Je suis responsable de ce que je suis et il
me faut m’efforcer de me connaître plutôt que de me cacher derrière un
caractère dont je prétends ne pouvoir être le maître. Face aux résistances plus
profondes de l’inconscient qui selon Freud me constitue, certes cette tâche est
plus difficile mais il m’appartient de tout mettre en œuvre pour engager une
thérapie par laquelle à défaut de pouvoir guérir j’apprendrai à vivre avec
cette maladie qui affecte mon comportement.
Conclusion :
L’inconscience
peut qualifier un grand nombre de réalités fort différentes : un défaut de
conscience dont je peux être la cause (négligence, distraction, ignorance) mais
aussi des conditionnements créant des habitudes intellectuelles et
comportementales dont je ne parviens plus guère à prendre conscience pour m’en
affranchir ou bien encore des pensées et des désirs inconscients enfouis
durablement dans mon psychisme et qui me déterminent dans mes choix et mes
actes malgré moi.

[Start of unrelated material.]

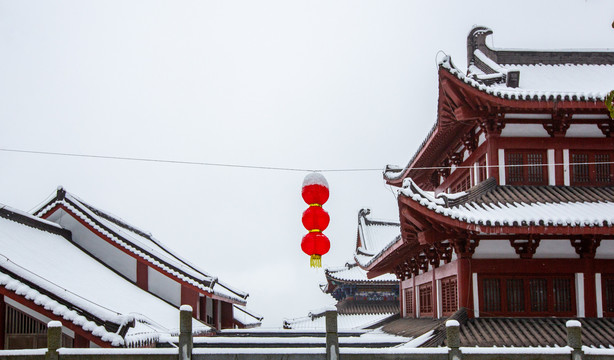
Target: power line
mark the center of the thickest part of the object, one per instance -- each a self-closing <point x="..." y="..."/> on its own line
<point x="274" y="168"/>
<point x="182" y="162"/>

La responsabilité à l’égard de ces différentes formes
d’inconscience et des actes que je commets sous leur effet varie donc en
fonction du pouvoir que je peux exercer sur elles. S’il est clair que le champ
de ma responsabilité s’étend au-delà du champ de ma conscience, c’est moins
souvent parce que je suis coupable que parce que la responsabilité est un devoir
de prise de conscience par lequel j’accomplis mon humanité.